Sue then correctly points out that Frankenteen "barely graduated high school" a mere six months ago and lacks the prerequisites required to teach in the state of Ohio. The Maharishi sagely counters that extracurricular activities like The Glee Club can be and frequently are run by non-faculty volunteers, and Frankenteen himself pipes up to note that he's more than willing to offer his services for free, so what's the big deal? "Let me just remind everyone of something," Sue icily replies. "For the past year, I have shown The Glee Club mercy, and this school has enjoyed an unprecedented era of peace, but if Bloaty The Gravy Clown is allowed to take over Glee Club, my detente with the arts at this school will be over!" I think Frankenteen just got a new permanent nickname. Hee. In any event, as the gentlemen present stare gawp-mouthed at her, "O Fortuna" kicks in on the soundtrack to herald a classic Sue Sylvester rampage through the hall outside The Maharishi's lair, where she leaves innumerable underclassmen cowering in her wake while we hop onto this evening's title card.
Fake Drama School In New York, Blotto Dance Division. Drunk Kate Hudson staggers in with a gaggle of tight-bodied upperclassmen to berate her first-year students again, some more over their collective ineptitude, then orders everybody to partner up for some jetés. Naturally, this offers Idiot Rachel a chance to shoot a lengthy bit of shit with Dean Geyer while they await their turn, and long story short, The Horrible Hooker Of Broadway's landed an audition for a pretentious-sounding bleeding-edge version of The Glass Menagerie "set in a zoo with Peter Dinklage as The Gentleman Caller." "You're too hot to play Laura," Dean Geyer LIES, and with that, they jeté across the floor. Well, Dean Geyer hoists Idiot Rachel up into the air, and she flails her legs around for a little while until he decides to put her back down again, but they're calling it a jeté, so whatever.

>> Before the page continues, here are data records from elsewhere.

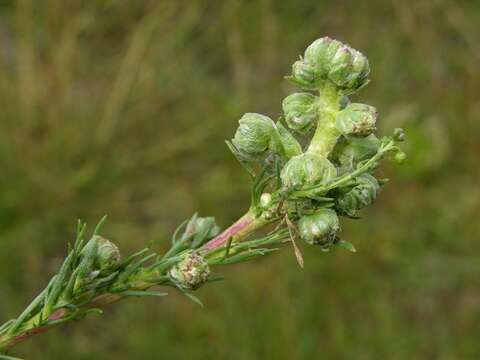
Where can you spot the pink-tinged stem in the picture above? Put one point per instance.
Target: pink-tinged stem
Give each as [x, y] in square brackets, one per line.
[241, 228]
[244, 226]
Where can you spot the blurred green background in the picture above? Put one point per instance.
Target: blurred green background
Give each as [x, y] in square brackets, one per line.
[122, 107]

Once that's over with, Idiot Rachel asks Dean Geyer if he'd be so kind as to help her run lines, and barely has he agreed to do so when Drunk Kate Hudson reels on up to them to slur that Idiot Rachel's "not tough enough yet" to withstand the devastating demands Rachel's would-be director "Ivan" tends to place upon his actors, and I have no idea how Drunk Kate Hudson managed to overhear their whispered conversation, but again: Whatever. The Horrible Hooker Of Broadway foolishly insists she's got what it takes, then even more foolishly suggests Drunk Kate Hudson audition for Amanda -- you know, so Drunk Kate Hudson might "maybe get back in the game." I suppose Idiot Rachel's honestly trying to be friendly and helpful with that, but seriously: Thirtysomething Kate Hudson as sixtysomething Amanda Wingfield? Bitch, please. Drunk Kate Hudson -- clearly and rightfully insulted -- fixes a far-too-bright smile on her face at that, hollers for everyone present to take five, and teeters over to Dean Geyer to set her instantly-concocted plan for revenge in motion by convincing him to become her new T.A. "Could we start on Monday?" he asks, noting he's already promised his weekend to Idiot Rachel. "Yeah!" Drunk Kate Hudson cheerily agrees, though that hard glint in her eyes promises violence, so I suppose Idiot Rachel is fucked. Again.